The following information is provided as guidance on the preparation of resolutions. The principles are generally applicable to groups preparing resolutions for eventual Association action.
ASHA's Bylaws describe the purposes for which ASHA was organized. Resolutions proposed must be compatible with those purposes and, as appropriate, any applicable Strategic Objectives/Strategic Initiatives in ASHA's Strategic Pathway to Excellence.
Only in the most unusual circumstances should a group develop a resolution when the policy or practice recommended is already established or followed by the Association. Resolutions will be developed that propose actions that are possible and practical within the Association's current structure or policy. The Vice Presidents and National Office staff should be consulted on Association policy and practices before any effort is made to draft a resolution. Checking on existing Association policy and practice may avoid a great deal of wheel-spinning.
Insofar as it is possible, resolutions should be written in the active voice and should make clear "who does what to whom." Likewise, it is necessary to state "when" something is to be done or accomplished.
The "resolved" statement must be able to stand entirely on its own without the necessity of being accompanied by explanatory statements. Therefore, the resolved statements should not contain such words as "information" or "such actions" or "that report," etc. unless it is absolutely clear in the resolved statement what the information is, or what the action is, or what the report is.
The Association has established mechanisms for accomplishing many of its activities. The Association has established committees, boards, and councils, and other working groups, some of which have authority to take actions and operate within the confines of established policy. Additionally, the Association has established a variety of communication vehicles that can be used to distribute information to members. As a general rule, if a committee, board, council, or working group determines that an action can be accomplished through one of these existing structures, they are advised to deal with the issue through these avenues rather than through the mechanism of writing a resolution and presenting it for consideration.
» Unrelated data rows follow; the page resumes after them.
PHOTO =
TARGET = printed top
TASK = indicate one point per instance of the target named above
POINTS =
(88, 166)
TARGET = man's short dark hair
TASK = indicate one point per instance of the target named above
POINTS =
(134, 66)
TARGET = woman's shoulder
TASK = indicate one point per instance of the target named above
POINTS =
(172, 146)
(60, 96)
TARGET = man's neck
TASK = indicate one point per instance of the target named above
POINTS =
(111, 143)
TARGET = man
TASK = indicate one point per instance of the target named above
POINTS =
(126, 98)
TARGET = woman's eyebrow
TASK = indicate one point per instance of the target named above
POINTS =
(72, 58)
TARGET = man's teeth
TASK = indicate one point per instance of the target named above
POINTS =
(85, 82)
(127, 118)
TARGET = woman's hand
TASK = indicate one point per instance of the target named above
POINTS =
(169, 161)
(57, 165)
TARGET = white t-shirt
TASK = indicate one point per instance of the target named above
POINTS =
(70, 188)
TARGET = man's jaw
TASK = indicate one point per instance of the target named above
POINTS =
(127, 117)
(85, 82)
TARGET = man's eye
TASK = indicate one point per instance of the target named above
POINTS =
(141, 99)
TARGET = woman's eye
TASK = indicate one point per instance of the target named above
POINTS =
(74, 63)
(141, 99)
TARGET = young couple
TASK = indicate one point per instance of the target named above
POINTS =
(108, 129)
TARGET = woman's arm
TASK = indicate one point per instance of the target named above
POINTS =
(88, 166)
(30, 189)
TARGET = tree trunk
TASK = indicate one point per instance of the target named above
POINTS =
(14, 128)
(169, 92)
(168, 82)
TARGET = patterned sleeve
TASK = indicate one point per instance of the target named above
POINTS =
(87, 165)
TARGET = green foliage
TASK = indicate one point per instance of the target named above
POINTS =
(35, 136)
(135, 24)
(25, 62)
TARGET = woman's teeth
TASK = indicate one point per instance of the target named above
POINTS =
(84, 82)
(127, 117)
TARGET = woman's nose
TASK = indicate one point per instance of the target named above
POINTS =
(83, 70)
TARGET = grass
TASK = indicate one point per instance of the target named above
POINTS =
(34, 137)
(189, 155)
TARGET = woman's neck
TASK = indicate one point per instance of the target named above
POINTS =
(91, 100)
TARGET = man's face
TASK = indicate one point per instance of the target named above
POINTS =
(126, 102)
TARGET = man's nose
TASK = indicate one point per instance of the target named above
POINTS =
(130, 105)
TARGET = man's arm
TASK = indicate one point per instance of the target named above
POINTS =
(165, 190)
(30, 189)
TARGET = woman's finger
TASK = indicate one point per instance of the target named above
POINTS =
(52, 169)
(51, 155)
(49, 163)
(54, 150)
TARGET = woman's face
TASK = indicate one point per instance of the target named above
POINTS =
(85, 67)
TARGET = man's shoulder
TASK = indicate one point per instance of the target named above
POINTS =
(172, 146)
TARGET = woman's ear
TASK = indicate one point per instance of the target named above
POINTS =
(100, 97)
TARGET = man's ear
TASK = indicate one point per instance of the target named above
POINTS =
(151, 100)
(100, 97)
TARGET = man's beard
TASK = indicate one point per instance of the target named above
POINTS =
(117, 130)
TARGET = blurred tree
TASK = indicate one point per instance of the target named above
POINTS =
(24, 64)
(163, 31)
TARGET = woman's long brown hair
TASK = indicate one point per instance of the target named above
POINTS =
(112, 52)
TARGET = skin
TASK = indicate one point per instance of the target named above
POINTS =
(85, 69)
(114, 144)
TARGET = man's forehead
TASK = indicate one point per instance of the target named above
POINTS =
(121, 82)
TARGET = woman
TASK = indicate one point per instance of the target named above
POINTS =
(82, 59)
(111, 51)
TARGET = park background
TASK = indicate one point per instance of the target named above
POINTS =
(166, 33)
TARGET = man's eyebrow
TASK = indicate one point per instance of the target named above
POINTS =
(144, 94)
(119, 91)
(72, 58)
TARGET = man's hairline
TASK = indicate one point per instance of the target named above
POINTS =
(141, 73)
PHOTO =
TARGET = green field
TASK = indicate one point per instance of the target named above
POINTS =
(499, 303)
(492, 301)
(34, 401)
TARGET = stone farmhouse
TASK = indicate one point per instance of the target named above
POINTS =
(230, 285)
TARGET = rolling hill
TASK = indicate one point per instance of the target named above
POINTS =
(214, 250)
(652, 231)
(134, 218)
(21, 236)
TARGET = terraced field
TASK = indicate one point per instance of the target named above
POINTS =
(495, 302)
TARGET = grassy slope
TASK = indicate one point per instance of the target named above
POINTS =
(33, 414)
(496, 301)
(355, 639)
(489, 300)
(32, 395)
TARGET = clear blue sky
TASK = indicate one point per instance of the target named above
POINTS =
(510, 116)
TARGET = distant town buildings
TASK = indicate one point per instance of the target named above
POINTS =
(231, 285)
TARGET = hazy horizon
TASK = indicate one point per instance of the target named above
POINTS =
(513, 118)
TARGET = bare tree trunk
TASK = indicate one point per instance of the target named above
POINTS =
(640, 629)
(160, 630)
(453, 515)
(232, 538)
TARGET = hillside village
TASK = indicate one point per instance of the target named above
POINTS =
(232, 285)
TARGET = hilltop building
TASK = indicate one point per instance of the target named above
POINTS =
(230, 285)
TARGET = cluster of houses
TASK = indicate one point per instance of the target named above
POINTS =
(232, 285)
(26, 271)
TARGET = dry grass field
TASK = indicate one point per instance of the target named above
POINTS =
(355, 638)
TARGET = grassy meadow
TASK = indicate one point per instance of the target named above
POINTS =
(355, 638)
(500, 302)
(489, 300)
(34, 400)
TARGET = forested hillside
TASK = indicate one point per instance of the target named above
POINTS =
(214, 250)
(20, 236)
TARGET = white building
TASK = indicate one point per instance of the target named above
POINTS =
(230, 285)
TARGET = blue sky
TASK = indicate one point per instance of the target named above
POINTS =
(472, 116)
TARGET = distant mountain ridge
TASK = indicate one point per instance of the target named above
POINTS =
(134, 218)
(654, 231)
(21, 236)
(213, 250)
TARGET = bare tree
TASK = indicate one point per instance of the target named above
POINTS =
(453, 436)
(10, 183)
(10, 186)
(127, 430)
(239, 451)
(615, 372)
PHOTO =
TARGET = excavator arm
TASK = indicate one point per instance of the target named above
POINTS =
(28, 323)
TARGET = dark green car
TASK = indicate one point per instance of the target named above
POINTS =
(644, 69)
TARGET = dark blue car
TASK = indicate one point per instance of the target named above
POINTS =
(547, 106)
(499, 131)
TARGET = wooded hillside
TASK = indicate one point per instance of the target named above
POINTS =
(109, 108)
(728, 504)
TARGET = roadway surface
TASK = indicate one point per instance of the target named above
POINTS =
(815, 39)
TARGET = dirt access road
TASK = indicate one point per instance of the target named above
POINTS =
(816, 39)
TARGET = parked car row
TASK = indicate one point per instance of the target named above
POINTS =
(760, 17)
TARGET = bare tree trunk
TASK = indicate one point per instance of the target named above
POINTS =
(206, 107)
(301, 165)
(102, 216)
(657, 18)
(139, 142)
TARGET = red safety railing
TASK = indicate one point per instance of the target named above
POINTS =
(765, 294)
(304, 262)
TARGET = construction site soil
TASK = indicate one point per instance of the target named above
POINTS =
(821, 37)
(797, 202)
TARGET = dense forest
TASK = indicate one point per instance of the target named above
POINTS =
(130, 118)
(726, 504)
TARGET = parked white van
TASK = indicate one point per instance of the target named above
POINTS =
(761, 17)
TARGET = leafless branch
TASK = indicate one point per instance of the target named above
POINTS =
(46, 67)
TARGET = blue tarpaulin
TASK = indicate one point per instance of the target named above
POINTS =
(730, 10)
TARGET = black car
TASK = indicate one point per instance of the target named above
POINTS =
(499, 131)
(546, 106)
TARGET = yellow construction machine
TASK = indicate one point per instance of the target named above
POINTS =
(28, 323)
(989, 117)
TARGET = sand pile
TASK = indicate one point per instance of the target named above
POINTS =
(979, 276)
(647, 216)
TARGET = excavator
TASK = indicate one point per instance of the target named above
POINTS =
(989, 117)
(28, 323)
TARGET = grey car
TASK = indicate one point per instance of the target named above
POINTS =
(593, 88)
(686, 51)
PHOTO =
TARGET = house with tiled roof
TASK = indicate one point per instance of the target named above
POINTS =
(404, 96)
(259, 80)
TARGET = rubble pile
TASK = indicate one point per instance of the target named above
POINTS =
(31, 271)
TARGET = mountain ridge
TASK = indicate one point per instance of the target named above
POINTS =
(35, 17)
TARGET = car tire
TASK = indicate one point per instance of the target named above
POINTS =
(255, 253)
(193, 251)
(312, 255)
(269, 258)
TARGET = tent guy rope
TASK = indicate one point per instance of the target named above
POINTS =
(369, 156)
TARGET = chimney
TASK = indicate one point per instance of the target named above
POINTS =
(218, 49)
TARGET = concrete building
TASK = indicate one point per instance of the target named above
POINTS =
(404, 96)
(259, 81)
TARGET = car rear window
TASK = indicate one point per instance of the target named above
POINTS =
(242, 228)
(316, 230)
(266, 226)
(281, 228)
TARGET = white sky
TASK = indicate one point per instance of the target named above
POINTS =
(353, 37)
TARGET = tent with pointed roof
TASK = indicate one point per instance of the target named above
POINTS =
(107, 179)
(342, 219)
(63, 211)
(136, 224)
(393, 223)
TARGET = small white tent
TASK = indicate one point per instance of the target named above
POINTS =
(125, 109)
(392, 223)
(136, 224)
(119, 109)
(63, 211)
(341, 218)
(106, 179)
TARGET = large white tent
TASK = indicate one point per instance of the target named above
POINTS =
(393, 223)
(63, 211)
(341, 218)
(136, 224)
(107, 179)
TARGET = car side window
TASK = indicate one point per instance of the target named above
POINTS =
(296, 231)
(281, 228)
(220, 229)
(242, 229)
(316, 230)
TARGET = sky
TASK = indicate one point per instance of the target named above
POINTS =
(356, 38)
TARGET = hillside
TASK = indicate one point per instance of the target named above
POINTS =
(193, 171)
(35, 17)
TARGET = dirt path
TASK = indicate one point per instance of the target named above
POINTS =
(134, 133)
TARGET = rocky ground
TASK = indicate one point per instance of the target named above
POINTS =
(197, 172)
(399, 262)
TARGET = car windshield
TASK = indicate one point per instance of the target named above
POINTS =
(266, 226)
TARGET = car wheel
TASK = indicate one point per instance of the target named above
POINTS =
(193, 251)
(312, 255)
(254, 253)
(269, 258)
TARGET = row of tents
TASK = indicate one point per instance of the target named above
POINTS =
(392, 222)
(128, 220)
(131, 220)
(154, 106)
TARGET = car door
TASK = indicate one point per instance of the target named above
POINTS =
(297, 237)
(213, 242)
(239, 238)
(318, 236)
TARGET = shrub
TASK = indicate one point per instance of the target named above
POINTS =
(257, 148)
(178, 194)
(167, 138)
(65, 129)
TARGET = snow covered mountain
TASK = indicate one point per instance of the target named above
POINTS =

If the purpose for proposing a resolution is not generally understood and clear, the rationale statement on the resolution form should spell out, in a logical and positive sequence, both the statement of the problem and the reasoning which leads clearly and directly to the solution-the "resolved" statement. In many instances, however, the rationale for a resolved statement will be understood and accepted and in these instances, the statements should be rather general and limited.
The rationale statement must not misstate Association policy. That is, no error of fact should exist within the statement. No matter how useful the proposed resolution, no affirmative action can be taken on a resolution if the statements supporting the resolution contain any error of fact. A resolution for action cannot be considered, however important, if the rationale statement includes expressions of personal emotion, bias, or attitude. Such personal expressions tend to lack objectivity and interfere with the presentation of a logical, factual, concise rationale for the resolution.
Committees, boards, councils, and other working groups must consider and determine, insofar as possible, the cost to the Association of the action proposed. National Office ex officios are responsible for preparing budgetary information in consultation with committee/board/council chairs.
If the resolution relates to past or present ASHA activity or policy, the rationale statements should give adequate recognition to the relationship as well as to the activity or policy. Unless the resolution takes cognizance of what has been done or is being done, the reader of the resolution may conclude that the writer of the resolution is not fully informed. In many instances, a resolution requests that more of something be accomplished by the Association. However, if the resolution only states that "something should be done," without giving credit to that which has been done, a completely different view of the resolution may be taken than was intended by the writer.
Though the rationale statement may present the logic for a given resolution and though the outcome statement is appropriately stated, it may not be clear how a given resolution outcome could be accomplished. If the drafters of a resolution have an understanding of how their request may be accomplished or how they desire that it be accomplished, they should describe the mechanisms and procedures. Frequently such detail will be essential before the cost of the proposal can be determined. Resolution writers are urged to consider the mechanisms for accomplishing the task as well as the potential cost of the project. Such pieces of information should be provided whenever possible.
If necessary, resolutions should be accompanied by appended background statements that make clear the need for the resolution.